About 4 years ago, my parents came over for the holidays, on Christmas day. My brother came from London. Just hearing my parents voice gave me severe anxiety. I was heavily medicated when they came. My father decided to tickle Bug. Bug does not like to be touched. I teach my kids autonomy and consent. At this point he was able to formulate words when in distress. He was able to tell my father "I don't like that and I don't like you." My parents went crying to my aunt and told me I was wrong for telling Bug that he did well for advocating for himself. I cut my parents off at this point. I was still talking to my aunt but not giving her much to go on.
Support My Activism or Not?
When I started my media appearances, she had told my parents about them. I had no idea at the time. She was very supportive of my MMS work. I was guarded but I told her about some things.

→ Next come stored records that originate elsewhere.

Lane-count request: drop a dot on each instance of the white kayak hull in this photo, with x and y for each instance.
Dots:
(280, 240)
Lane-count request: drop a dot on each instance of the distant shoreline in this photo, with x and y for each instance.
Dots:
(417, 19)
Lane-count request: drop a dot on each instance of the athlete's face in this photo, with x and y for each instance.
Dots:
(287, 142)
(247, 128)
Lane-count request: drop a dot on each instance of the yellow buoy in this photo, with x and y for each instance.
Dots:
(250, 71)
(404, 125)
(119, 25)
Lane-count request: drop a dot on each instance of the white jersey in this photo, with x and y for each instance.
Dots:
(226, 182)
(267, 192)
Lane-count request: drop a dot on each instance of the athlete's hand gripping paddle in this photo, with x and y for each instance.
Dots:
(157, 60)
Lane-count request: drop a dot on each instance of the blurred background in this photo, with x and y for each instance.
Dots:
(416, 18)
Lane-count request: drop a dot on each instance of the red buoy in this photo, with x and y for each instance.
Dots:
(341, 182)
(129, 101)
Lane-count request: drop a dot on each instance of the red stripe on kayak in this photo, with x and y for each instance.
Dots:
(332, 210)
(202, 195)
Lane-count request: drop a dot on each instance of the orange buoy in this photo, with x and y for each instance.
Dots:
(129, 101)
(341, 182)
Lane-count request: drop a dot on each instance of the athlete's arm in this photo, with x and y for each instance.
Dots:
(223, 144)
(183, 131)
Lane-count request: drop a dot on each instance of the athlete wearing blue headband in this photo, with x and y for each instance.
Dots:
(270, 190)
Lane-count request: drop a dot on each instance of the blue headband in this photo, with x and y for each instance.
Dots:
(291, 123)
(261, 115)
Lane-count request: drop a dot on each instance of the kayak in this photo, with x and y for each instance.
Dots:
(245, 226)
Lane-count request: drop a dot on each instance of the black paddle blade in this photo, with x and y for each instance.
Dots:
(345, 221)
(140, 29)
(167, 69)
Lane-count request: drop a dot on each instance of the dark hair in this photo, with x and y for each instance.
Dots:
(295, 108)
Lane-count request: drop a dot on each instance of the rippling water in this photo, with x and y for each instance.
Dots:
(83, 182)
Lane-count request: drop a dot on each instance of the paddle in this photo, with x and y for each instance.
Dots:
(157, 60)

Just yesterday, I was browsing facebook and I saw a video she uploaded to facebook. I could not believe what I saw. It was pseudoscience propaganda. She has shard some anti vax before but this one was bad. It was a lot of misinformation about COVID19, MMS , 5G and Italy all rolled into one. This is what did it.
Here make the judgement for yourself:
After watching this, I was fighting shutdown and a meltdown at the same time. For a person who showed me to be supportive of my work and knew about all the threats and abuse I go through (I don't talk about it due to not wanting them to see that it affects me) she would even think of uploading this. Sorry my video downloader wouldn't download it so I screen recorded it.
I am just done allowing toxicity in my life. I will continue living my life fighting for what is right.